C ++多线程程序I / O问题与std :: endl

Question

I try to learn how to use C++11 thread library and then, I am confused about the output of my following code.

#include <iostream>
#include <thread>
#include <mutex>

std::mutex mtx;

void thread_function()
{
    std::cout << "Inside Thread :: ID = " << std::this_thread::get_id() << std::endl;
}

int main()
{
    std::thread threadObj1(thread_function);
    std::thread threadObj2(thread_function);

    if (threadObj1.get_id() != threadObj2.get_id())
        std::cout << "Both threads have different id" << std::endl;

    threadObj1.join();
    threadObj2.join();
    std::cout<<"From Main Thread :: ID of Thread 1 = "<<threadObj1.get_id()<<std::endl;
    std::cout<<"From Main Thread :: ID of Thread 2 = "<<threadObj2.get_id()<<std::endl;


    return 0;
}

I attach every std::cout with std::endl in order to flush the buffer and output the '/n' character. However, finally I got the output as the following.

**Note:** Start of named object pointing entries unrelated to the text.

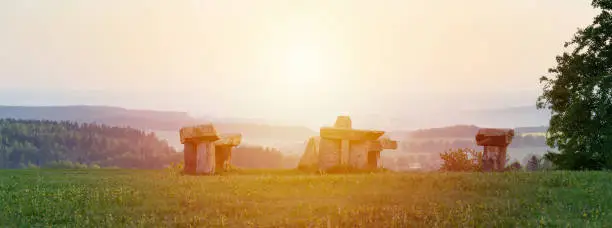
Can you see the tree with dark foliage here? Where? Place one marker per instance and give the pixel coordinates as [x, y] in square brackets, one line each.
[579, 94]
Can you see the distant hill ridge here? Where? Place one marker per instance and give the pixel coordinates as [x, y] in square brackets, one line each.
[172, 121]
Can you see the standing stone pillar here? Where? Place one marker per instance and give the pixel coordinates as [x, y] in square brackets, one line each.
[342, 146]
[223, 150]
[495, 142]
[199, 148]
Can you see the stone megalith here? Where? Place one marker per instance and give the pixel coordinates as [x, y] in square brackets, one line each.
[223, 150]
[343, 146]
[199, 148]
[495, 142]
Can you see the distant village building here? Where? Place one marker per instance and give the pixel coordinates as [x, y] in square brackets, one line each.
[205, 150]
[343, 146]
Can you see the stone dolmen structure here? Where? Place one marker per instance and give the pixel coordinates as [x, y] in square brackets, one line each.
[223, 150]
[495, 142]
[205, 150]
[343, 146]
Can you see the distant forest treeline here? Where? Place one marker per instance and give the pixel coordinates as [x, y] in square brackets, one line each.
[465, 131]
[438, 145]
[40, 143]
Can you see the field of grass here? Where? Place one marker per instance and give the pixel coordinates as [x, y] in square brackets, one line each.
[120, 198]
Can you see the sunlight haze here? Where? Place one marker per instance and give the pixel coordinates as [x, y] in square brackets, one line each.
[292, 62]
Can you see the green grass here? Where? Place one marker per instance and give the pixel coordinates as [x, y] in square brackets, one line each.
[264, 198]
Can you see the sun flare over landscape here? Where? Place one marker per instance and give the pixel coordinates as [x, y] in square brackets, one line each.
[305, 113]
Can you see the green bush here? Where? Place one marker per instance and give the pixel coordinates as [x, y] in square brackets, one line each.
[461, 160]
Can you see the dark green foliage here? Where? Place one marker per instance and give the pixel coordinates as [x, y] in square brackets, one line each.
[461, 160]
[514, 166]
[70, 145]
[579, 94]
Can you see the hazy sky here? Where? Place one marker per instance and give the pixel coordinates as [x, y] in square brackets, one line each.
[291, 61]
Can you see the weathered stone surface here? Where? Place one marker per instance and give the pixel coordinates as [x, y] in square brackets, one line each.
[310, 157]
[229, 140]
[206, 158]
[329, 153]
[359, 154]
[495, 142]
[343, 146]
[204, 132]
[349, 134]
[388, 144]
[223, 155]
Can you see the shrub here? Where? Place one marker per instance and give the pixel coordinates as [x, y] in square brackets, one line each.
[514, 166]
[461, 160]
[537, 163]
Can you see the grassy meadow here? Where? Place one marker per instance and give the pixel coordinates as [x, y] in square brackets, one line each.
[282, 198]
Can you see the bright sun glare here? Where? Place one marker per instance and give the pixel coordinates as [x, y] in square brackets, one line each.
[304, 66]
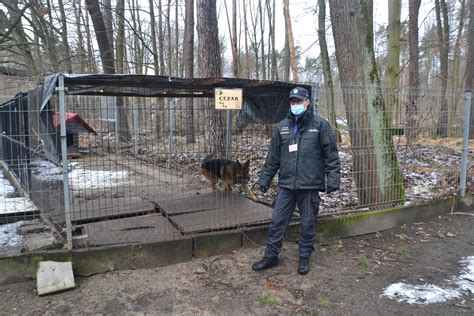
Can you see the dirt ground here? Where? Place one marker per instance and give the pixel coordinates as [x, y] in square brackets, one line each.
[347, 276]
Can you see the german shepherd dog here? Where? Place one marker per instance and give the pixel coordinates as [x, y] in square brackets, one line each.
[228, 171]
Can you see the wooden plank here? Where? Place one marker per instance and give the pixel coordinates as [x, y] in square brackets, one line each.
[147, 228]
[108, 208]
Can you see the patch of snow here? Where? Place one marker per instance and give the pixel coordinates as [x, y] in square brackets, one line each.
[466, 279]
[429, 293]
[5, 187]
[8, 236]
[420, 294]
[341, 122]
[80, 178]
[10, 205]
[16, 205]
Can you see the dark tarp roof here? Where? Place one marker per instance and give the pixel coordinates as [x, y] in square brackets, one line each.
[264, 101]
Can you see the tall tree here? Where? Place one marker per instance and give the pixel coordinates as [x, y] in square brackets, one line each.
[291, 44]
[161, 48]
[470, 63]
[457, 78]
[153, 36]
[442, 27]
[326, 65]
[376, 171]
[413, 70]
[64, 32]
[246, 36]
[233, 36]
[393, 56]
[77, 6]
[262, 39]
[188, 56]
[120, 41]
[105, 49]
[209, 65]
[107, 57]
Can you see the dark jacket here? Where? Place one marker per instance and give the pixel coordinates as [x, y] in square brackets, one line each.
[316, 158]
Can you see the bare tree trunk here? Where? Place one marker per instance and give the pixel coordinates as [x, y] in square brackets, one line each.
[137, 43]
[413, 71]
[327, 66]
[176, 28]
[91, 60]
[67, 50]
[375, 166]
[262, 39]
[286, 58]
[108, 21]
[188, 56]
[170, 47]
[161, 38]
[246, 35]
[291, 44]
[80, 38]
[271, 39]
[443, 44]
[393, 59]
[233, 36]
[105, 50]
[470, 63]
[456, 84]
[254, 43]
[209, 65]
[107, 57]
[120, 44]
[153, 36]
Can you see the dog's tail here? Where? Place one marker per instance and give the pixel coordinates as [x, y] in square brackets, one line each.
[205, 162]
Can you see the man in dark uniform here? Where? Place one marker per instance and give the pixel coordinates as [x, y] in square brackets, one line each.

Both threads have different idInside Thread :: ID = Inside Thread :: ID = 
0x700003715000
0x700003692000
From Main Thread :: ID of Thread 1 = 0x0
From Main Thread :: ID of Thread 2 = 0x0
Program ended with exit code: 0

It seems that the '/n' before the Inside Thread disappeared. Could you please help me figure it out? Thank you so much!

Answer 1

You have 3 threads which are accessing cout without any synchronization. You have defined mtx but it is not used, why?

Add lock_guard to protect cout statement:

void thread_function()
{
    std::lock_guard<std::mutex> lk{mtx};
    std::cout << "Inside Thread :: ID = " << std::this_thread::get_id() << std::endl;
}

    if (threadObj1.get_id() != threadObj2.get_id())
    {
        std::lock_guard<std::mutex> lk{mtx};
        std::cout << "Both threads have different id" << std::endl;
    }

Answer 2

I think I should also receive three '\\n' right?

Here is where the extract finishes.